Although the request did not state there would be a delay in payment of the claim, the insurer argues that the request for further documentation was notification to the hospital that there would be a delay in payment. It also contends that this sort of request was a usual trade practice and that the hospital understood that the request meant there would be a delay in payment. In Aetna Insurance Co. v. McLead, 57 Kan. 95, 45 P. 73, 75, the policy provided for payment within 60 days after receipt of proof of loss. The insurer requested additional documentation and the court held that the time for payment ran from the receipt of the proof of loss; and that the 60 day payment period was not stayed by the fact that additional documentation was required of the insured.[4]

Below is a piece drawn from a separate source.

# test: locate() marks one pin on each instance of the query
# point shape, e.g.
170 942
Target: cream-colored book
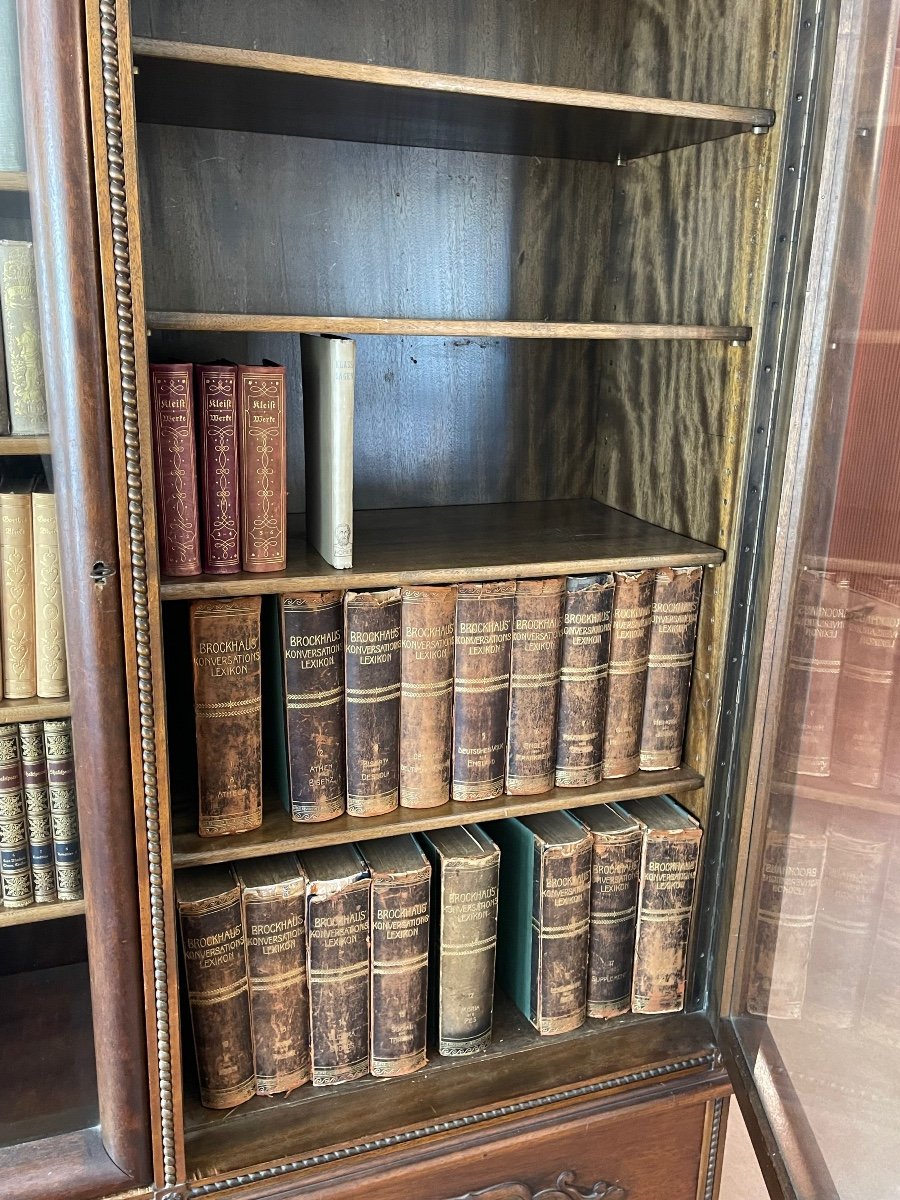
329 366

Although the policyholder had assigned the policy to the hospital, the patient was still liable for the hospital bill.[5] Regardless of the assignment, it was the insurer's responsibility to conform to § 1219 by giving notice to the policyholder. In the present case, the insurer did not notify the patient that the claim would not be paid. We find the insurer failed to comply with the statute, and that attorney fees were properly awarded by the trial court.

II

The patient's attorney claims that he is entitled to additional fees for his representation at post-trial proceedings and for preparation of this appeal. The trial court refused to award attorney fees for post-trial representation because the attorney had stipulated that $500.00 was a reasonable fee for representing the patient, and the court held that the agreement was intended to encompass representation at the trial and post-judgment hearings. No authority is cited by the patient to support her position. We find that the attorney was bound by his agreement and stipulation that $500.00 was a reasonable fee.

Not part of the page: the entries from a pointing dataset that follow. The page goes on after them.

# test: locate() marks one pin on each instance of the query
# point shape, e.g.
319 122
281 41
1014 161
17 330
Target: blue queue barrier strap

Additional preparation by counsel was necessitated because the insurer appealed, which was not contemplated by the parties when the agreement was reached. We, therefore, find that $300.00 should be awarded patient's attorney for his representation on appeal.

AFFIRMED.

LAVENDER, C.J., IRWIN, V.C.J., and WILLIAMS, BARNES, SIMMS, HARGRAVE and OPALA, JJ., concur.

DOOLIN, J., disqualified.

NOTES

[1] It is provided by 36 O.S.Supp. 1975 § 1219:

"In the administration, servicing or processing of any individual, group or blanket accident and health insurance policy, it shall be an unfair trade practice for any insurer to fail to notify a policy holder in writing of the cause for delay in payment of any claim where said claim is not paid within thirty (30) days after receipt of proof of loss; the notification shall be by certified mail return receipt requested. Failure to provide the insured or the assignee of record with such notification shall be prima facie evidence that the claim will be paid in accordance with the terms of the policy. Provided that in the event litigation should ensue based upon such a claim, the prevailing party shall be entitled to recover a reasonable attorney's fee to be set by the court and taxed as costs against the party or parties which do not prevail."

[2] Assignment of health policies is permitted by 36 Ohio St. 1971 § 3624:

"A policy may be assignable or not assignable, as provided by its terms. Subject to its terms relating to assignability, any life or accident and health policy, whether heretofore or hereafter issued, under the terms of which the beneficiary may be changed upon the sole request of the insured, may be assigned either by pledge or transfer of title, by an assignment executed by the insured alone and delivered to the insurer, whether or not the pledgee or assignee is the insurer. Any such assignment shall entitle the insurer to deal with the assignee as the owner or pledgee of the policy in accordance with the terms of the assignment, until the insurer has received at its home office written notice of termination of the assignment or pledge, or written notice by or on behalf of some other person claiming some interest in the policy in conflict with the assignment."

[3] First Nat'l. Bank v. Oklahoma Savings and Loan Bd., 569 P.2d 993 (Okl. 1977).

[4] See also Hagains v. Government Employees Ins. Co., 150 N.J. Super. 576, 376 A.2d 224 (1977).

[5] In this instance, the patient paid the bill in full because the insurer refused to pay.